By CHRIS EBERHART
Nearly half of Harrison’s Board of Education will be comprised of new faces come the start of the 2014-2015 school year after three incumbents have decided not to run for re-election.
Three seats will be vacated by current school board trustees Paul Curtis, Philip Silano and David Singer.
In Harrison, candidates for the Board of Education run for a specific seat. In this case, Kelly Mulvoy Mangan, 44, is looking to fill Curtis’ seat, Melinda Wolverton, 45, is seeking to fill Silano’s seat and Robert Sullivan, Jr., 53, will look to succeed Singer.
The candidates applauded the departing board members’ body of work and said they want to build on the foundation they laid.
“I have been supportive of the current board and the three board members who are now stepping down,” Sullivan, a patent attorney for Fish & Richardson P.C. and a married father of two Harrison school district students and a Harrison high school graduate, said. “Over the last 10 years, the board has maintained and improved that quality of education in all six of our schools while finding cost efficiencies to minimize tax increase.”
Sullivan said he has familiarity with the budget and the budget process having served as a member of the citizens budget advisory committee for the past 10 years. He believes that knowledge coupled with his experience as an attorney makes him an ideal candidate for the board.
If elected, Sullivan said his first priority will be school maintenance and capital improvements, which he said has been “a looming issue for the district.”
“We need to work on improving our structural facilities in a cost-efficient manner,” Sullivan said. “As time goes by, we will face increased maintenance and repair costs. Addressing these issues now in a targeted fashion will save money in the long run while providing the district with the facilities we need for the future.”

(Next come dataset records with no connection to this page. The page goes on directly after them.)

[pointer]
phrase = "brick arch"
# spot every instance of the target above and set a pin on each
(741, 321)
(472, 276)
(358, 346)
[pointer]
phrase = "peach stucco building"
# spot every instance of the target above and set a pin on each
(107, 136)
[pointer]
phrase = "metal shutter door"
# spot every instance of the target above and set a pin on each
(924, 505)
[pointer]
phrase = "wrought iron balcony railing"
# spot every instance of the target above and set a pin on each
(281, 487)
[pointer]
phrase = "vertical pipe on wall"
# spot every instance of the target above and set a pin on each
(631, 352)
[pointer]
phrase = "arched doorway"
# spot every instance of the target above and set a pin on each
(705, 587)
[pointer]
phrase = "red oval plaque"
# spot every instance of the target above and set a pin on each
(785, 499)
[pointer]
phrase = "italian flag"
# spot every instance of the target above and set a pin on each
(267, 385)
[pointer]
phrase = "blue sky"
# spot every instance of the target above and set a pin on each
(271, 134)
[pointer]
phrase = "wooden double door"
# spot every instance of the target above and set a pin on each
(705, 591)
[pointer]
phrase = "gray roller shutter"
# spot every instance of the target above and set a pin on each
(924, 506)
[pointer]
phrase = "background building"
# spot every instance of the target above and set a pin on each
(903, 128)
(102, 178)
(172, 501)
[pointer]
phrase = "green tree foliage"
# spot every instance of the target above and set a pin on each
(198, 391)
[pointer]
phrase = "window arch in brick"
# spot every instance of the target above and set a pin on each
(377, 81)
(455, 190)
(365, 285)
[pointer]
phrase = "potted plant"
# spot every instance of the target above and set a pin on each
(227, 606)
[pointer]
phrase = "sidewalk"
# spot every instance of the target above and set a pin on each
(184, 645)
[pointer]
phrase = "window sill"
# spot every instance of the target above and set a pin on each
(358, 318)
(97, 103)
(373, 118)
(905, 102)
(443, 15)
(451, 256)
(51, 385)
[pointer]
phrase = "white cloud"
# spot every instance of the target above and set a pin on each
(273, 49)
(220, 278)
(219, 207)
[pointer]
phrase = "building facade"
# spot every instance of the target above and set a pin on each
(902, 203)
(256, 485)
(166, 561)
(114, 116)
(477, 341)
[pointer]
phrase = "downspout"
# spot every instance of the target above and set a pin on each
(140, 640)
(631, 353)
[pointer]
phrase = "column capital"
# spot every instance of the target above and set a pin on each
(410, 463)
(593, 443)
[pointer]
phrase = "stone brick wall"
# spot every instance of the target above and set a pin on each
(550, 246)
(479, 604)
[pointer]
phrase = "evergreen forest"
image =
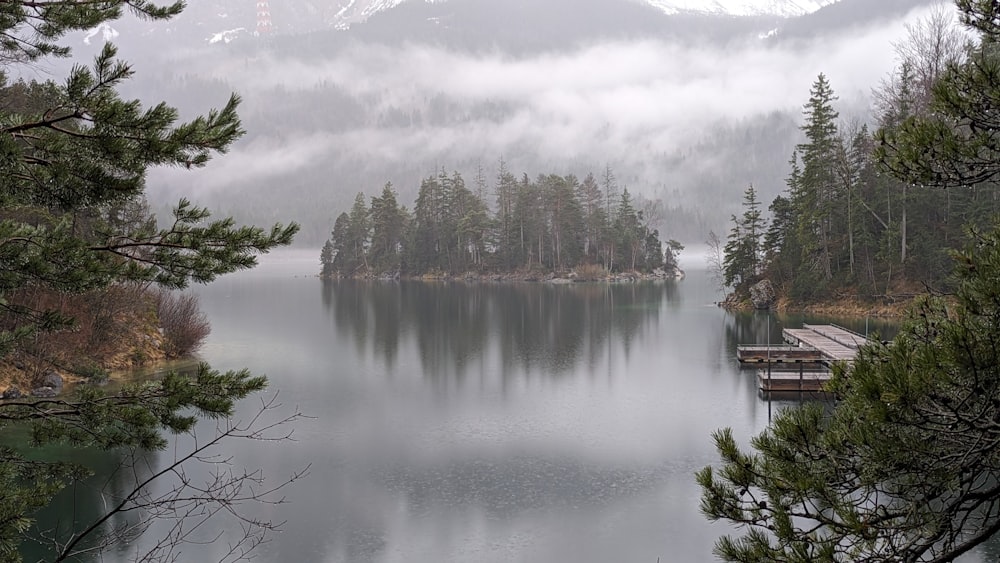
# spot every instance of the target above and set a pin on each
(861, 217)
(551, 224)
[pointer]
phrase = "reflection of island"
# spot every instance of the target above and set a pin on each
(536, 326)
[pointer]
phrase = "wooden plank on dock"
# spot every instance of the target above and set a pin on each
(792, 380)
(759, 354)
(831, 349)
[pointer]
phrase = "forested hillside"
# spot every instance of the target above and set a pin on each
(858, 218)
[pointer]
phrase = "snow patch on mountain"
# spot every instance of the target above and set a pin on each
(782, 8)
(105, 31)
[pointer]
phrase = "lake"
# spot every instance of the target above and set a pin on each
(487, 422)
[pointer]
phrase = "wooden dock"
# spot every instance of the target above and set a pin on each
(783, 380)
(764, 354)
(818, 345)
(833, 342)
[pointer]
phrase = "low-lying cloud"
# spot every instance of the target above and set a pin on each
(627, 103)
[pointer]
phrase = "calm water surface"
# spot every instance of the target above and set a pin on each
(488, 423)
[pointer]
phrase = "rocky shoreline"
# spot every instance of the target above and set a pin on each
(521, 276)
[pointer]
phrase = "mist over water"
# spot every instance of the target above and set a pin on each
(455, 422)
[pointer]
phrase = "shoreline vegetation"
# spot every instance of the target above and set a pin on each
(590, 229)
(583, 275)
(115, 331)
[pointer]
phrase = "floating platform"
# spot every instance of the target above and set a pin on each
(814, 345)
(755, 354)
(781, 380)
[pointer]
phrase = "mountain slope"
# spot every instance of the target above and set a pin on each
(780, 8)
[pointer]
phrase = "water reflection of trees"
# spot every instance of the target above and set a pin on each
(534, 326)
(86, 500)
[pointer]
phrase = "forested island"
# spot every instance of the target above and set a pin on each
(553, 225)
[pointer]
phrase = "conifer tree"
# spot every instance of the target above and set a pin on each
(80, 151)
(905, 466)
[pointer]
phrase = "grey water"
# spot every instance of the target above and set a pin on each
(484, 422)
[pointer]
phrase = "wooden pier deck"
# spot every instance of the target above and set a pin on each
(812, 344)
(763, 354)
(782, 380)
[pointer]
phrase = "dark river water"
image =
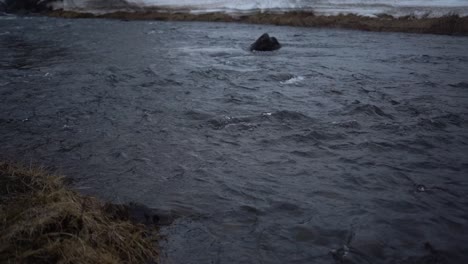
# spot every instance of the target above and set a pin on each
(342, 147)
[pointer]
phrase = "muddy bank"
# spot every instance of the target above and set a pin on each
(447, 25)
(42, 221)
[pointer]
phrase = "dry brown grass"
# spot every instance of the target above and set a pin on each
(448, 25)
(42, 221)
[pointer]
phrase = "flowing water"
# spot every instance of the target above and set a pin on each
(342, 147)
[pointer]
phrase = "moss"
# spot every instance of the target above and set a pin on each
(42, 221)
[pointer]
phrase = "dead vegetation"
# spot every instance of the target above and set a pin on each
(42, 221)
(447, 25)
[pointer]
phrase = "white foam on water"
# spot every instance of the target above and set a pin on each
(293, 80)
(431, 8)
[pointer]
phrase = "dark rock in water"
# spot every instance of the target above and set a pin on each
(265, 43)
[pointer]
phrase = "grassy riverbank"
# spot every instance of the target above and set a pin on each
(447, 25)
(43, 221)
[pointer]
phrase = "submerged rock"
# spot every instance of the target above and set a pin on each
(265, 43)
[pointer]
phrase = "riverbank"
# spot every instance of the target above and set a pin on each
(447, 25)
(43, 221)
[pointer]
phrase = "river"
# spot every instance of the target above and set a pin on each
(342, 147)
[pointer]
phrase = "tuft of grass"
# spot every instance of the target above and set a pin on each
(447, 25)
(42, 221)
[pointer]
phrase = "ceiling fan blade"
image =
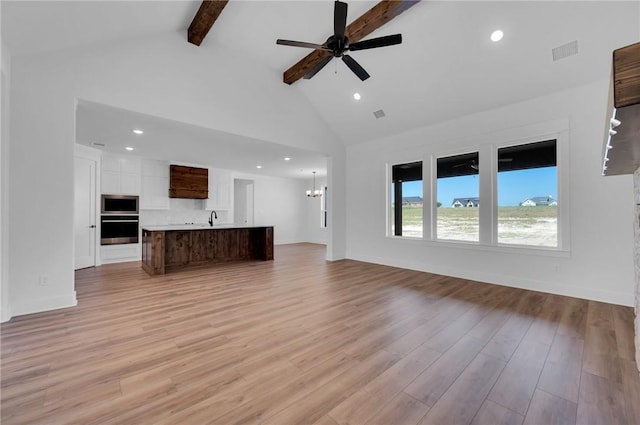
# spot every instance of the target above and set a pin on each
(318, 67)
(339, 19)
(355, 67)
(302, 44)
(388, 40)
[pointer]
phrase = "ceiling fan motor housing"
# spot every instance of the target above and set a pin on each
(338, 45)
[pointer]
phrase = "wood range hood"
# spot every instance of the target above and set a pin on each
(188, 182)
(622, 140)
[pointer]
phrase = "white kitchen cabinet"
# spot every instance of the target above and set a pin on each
(220, 187)
(120, 176)
(120, 253)
(154, 193)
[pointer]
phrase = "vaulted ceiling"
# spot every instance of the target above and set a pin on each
(446, 66)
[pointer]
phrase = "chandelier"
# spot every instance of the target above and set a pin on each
(315, 192)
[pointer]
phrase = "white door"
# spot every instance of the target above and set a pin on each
(243, 201)
(249, 204)
(85, 212)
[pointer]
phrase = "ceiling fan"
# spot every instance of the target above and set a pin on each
(338, 44)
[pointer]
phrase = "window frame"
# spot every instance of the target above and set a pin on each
(434, 193)
(390, 212)
(487, 146)
(562, 175)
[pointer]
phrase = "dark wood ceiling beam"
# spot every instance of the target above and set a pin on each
(370, 21)
(203, 21)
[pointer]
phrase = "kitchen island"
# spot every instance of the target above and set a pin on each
(173, 247)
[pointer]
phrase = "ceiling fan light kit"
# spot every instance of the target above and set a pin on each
(339, 43)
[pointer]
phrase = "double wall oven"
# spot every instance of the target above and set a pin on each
(119, 220)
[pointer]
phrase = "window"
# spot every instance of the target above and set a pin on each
(457, 216)
(406, 199)
(527, 194)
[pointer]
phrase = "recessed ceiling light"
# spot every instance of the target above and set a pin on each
(497, 35)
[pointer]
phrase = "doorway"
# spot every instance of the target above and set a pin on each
(84, 212)
(243, 193)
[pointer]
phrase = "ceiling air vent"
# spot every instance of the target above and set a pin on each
(565, 50)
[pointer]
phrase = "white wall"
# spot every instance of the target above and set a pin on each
(161, 75)
(599, 264)
(315, 233)
(5, 71)
(280, 202)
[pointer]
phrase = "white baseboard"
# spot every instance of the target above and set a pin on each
(45, 304)
(511, 281)
(5, 314)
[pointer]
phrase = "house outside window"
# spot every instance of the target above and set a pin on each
(407, 200)
(527, 194)
(457, 216)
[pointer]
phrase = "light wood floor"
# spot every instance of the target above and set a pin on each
(302, 341)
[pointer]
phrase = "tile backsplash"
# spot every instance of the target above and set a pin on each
(183, 211)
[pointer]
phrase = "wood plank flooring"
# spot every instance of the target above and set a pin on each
(299, 340)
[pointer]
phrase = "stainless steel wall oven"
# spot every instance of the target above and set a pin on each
(119, 222)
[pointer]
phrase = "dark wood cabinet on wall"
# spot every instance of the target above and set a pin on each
(188, 182)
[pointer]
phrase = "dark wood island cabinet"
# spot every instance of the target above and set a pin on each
(169, 248)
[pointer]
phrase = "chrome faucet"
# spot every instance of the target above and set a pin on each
(211, 217)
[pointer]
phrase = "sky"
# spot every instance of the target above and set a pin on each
(513, 186)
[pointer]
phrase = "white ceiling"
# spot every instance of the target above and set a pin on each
(445, 68)
(184, 143)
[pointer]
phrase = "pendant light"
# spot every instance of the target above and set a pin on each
(316, 192)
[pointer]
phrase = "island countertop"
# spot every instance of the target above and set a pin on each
(200, 226)
(172, 247)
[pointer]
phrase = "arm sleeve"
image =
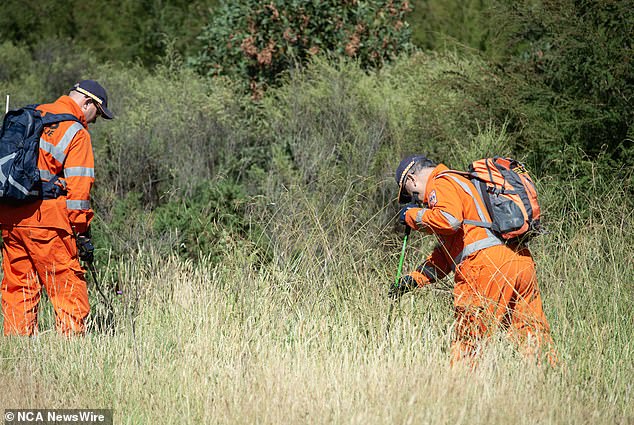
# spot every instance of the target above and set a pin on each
(79, 173)
(445, 217)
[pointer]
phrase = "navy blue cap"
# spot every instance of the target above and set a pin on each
(401, 172)
(96, 92)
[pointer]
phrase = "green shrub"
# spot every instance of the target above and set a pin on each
(257, 41)
(205, 224)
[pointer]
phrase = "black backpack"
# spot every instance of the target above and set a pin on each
(19, 149)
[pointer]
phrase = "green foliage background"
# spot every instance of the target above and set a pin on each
(241, 219)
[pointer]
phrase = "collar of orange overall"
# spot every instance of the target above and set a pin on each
(429, 187)
(64, 105)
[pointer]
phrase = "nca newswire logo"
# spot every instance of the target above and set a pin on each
(58, 416)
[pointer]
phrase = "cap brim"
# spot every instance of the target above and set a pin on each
(403, 196)
(105, 113)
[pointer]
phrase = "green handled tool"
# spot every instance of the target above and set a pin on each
(398, 277)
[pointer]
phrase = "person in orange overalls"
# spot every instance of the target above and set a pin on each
(495, 283)
(39, 244)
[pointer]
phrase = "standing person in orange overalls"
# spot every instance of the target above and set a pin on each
(40, 247)
(495, 282)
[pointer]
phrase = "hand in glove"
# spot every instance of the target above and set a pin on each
(85, 248)
(405, 284)
(403, 213)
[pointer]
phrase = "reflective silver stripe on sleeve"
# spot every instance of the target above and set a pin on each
(78, 205)
(419, 216)
(79, 172)
(477, 246)
(453, 221)
(58, 150)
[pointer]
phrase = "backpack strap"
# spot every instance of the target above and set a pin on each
(49, 118)
(483, 221)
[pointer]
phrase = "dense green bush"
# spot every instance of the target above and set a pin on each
(208, 223)
(256, 41)
(116, 30)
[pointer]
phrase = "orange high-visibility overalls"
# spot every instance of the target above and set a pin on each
(495, 283)
(39, 246)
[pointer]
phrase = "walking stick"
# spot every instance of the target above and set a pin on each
(398, 277)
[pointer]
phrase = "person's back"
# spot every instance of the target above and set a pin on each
(495, 282)
(40, 237)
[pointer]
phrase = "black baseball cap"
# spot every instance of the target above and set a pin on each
(403, 168)
(96, 92)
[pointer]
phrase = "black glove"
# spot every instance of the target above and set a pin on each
(403, 212)
(405, 284)
(85, 248)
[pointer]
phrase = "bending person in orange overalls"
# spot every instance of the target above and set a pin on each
(39, 244)
(495, 283)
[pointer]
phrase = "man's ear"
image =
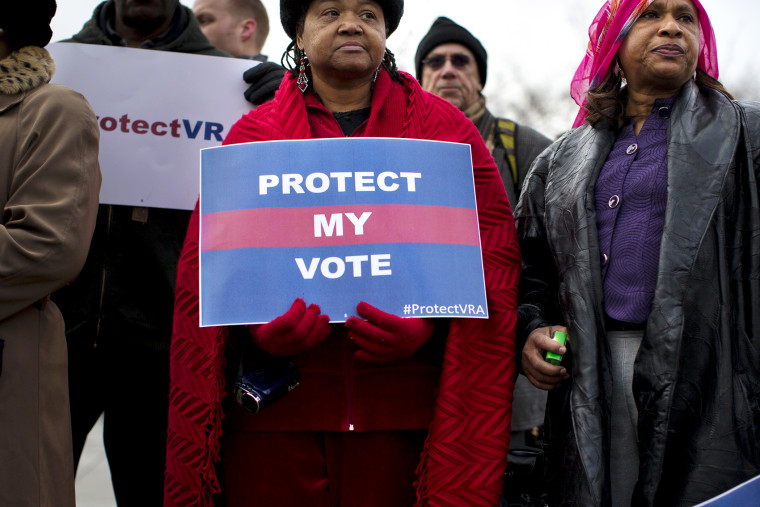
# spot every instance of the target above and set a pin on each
(247, 29)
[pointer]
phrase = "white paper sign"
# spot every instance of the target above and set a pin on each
(156, 111)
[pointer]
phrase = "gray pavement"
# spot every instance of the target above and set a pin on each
(93, 481)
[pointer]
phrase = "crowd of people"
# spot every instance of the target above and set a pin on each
(636, 233)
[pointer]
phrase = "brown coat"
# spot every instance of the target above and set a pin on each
(49, 185)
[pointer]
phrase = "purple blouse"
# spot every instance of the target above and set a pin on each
(630, 198)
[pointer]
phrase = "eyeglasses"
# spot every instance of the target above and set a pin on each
(458, 60)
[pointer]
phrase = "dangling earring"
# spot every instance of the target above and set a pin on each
(303, 79)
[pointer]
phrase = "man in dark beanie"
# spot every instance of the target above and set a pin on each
(451, 63)
(27, 23)
(118, 312)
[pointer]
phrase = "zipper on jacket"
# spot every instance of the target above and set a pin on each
(103, 276)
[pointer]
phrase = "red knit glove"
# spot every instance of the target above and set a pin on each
(385, 337)
(299, 330)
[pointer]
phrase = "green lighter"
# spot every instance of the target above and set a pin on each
(551, 357)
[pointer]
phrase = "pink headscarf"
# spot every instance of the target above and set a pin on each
(608, 30)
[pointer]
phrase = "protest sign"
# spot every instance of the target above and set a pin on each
(746, 494)
(392, 222)
(156, 111)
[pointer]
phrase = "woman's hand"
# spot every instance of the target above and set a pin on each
(295, 332)
(542, 374)
(385, 337)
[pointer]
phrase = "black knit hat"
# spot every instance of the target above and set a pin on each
(291, 12)
(445, 31)
(27, 22)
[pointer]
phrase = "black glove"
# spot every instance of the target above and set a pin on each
(264, 79)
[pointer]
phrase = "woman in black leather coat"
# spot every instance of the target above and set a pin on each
(640, 236)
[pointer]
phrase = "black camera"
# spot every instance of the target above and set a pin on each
(265, 384)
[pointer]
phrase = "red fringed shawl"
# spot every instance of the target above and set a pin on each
(465, 453)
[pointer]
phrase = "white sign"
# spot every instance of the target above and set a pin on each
(156, 111)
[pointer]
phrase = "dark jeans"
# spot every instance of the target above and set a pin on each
(129, 385)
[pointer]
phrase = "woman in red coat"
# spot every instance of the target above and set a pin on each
(381, 397)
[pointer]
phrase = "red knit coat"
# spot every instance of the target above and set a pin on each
(465, 453)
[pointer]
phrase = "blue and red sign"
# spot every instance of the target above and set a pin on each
(392, 222)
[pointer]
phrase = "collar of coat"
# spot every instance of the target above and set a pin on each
(25, 69)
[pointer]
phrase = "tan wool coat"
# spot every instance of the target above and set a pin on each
(49, 186)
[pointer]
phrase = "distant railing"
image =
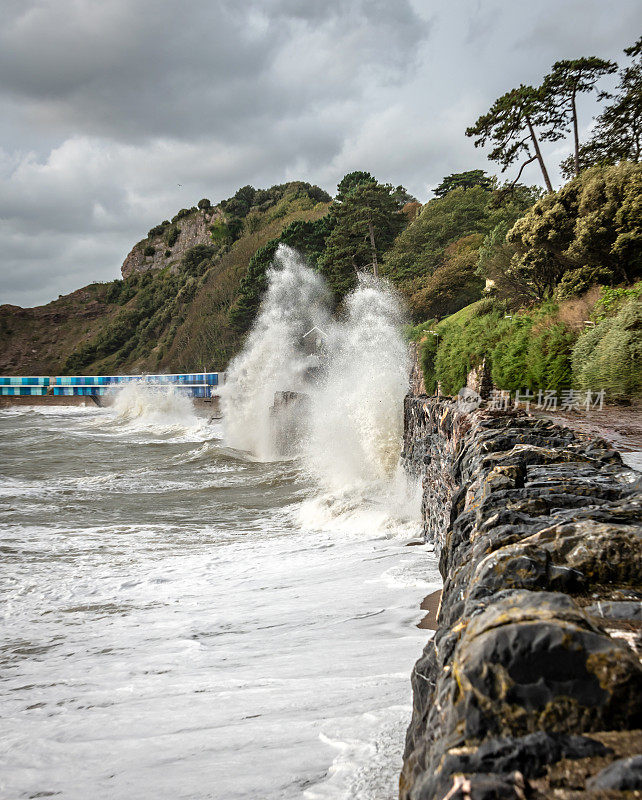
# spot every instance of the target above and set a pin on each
(195, 384)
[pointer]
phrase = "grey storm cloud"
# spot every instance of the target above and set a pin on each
(106, 107)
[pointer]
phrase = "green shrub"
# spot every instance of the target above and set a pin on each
(609, 356)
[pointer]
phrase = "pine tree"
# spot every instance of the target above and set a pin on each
(367, 221)
(511, 127)
(561, 87)
(617, 135)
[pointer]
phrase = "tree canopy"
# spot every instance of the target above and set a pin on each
(617, 134)
(561, 87)
(366, 223)
(511, 125)
(464, 180)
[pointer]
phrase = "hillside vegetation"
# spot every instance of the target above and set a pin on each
(541, 287)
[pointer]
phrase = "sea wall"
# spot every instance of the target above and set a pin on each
(532, 684)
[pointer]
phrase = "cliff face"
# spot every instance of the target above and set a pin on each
(164, 316)
(167, 248)
(532, 685)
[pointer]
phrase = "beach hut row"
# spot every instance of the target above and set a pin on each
(195, 384)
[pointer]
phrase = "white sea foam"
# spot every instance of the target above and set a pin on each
(350, 426)
(160, 410)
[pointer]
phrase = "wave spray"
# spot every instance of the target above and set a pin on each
(349, 396)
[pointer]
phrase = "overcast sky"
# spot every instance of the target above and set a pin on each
(106, 106)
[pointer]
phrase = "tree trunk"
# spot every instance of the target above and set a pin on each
(375, 265)
(538, 153)
(576, 134)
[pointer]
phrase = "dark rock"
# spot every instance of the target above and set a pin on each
(525, 515)
(622, 609)
(622, 775)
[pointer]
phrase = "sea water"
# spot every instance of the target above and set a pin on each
(185, 613)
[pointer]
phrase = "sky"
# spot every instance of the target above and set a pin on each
(114, 114)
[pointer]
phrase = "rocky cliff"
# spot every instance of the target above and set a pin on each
(532, 685)
(167, 243)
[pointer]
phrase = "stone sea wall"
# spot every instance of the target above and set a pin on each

Funds dedicated toward capital repairs and maintenance work saw a reduction of $650,000 in the 2014-2015 budget to keep the school district in-line with the state mandated 3.42 percent tax levy cap.
Sullivan said the cap, along with unfunded state mandates, is the board’s biggest challenge in its quest to provide Harrison students with a quality education.
That sentiment was echoed by Mangan, who said the state constraints are “impacting the district’s ability to execute the vision and goals it has of providing the children of Harrison with the best education possible.”
“The state seems to be trying to remove local control of school districts by tying the hands of school boards and impairing their ability to do what they think is right for their community and their children,” said Mangan, a retired lawyer and stay-at-home mom.
With a student in the fifth grade and twins in the second grade, all three of which attend Harrison Avenue Sc-hool, Mangan said she feels she can bring the perspective of parents of younger children to the board. She said she hopes to create a “community voice” to lobby lawmakers to do away with the gap elimination adjustment, which is anticipated state aid that is withheld by the state to balance its budget.
“I think we need to do a better job of making the community—in Harrison and beyond—aware of the successes and improvements in the school district,” Mangan said. “I also think we need to make the community understand the enormous difficulties created by the state government and create a voice letting Albany know we deserve the money that they have taken for our schools.”
Wolverton has been involved in the Harrison school district for the past eight years as a volunteer, serving as the treasurer of the PTA and class parent. She currently serves as the co-chair of the 5th Grade Committee for the Harrison Avenue School.
She believes her background in finance and operations as a small-business consultant will be an asset to the board.
“The biggest challenge is how to maintain our instructional programs while working within the tax cap and state mandates,” Wolverton said. “My focus in the beginning will be to gain a deeper understanding of budget challenges and the constraints of achieving long-term fiscal stability in the face of the tax cap.”
The school board election and budget vote will be held on May 20.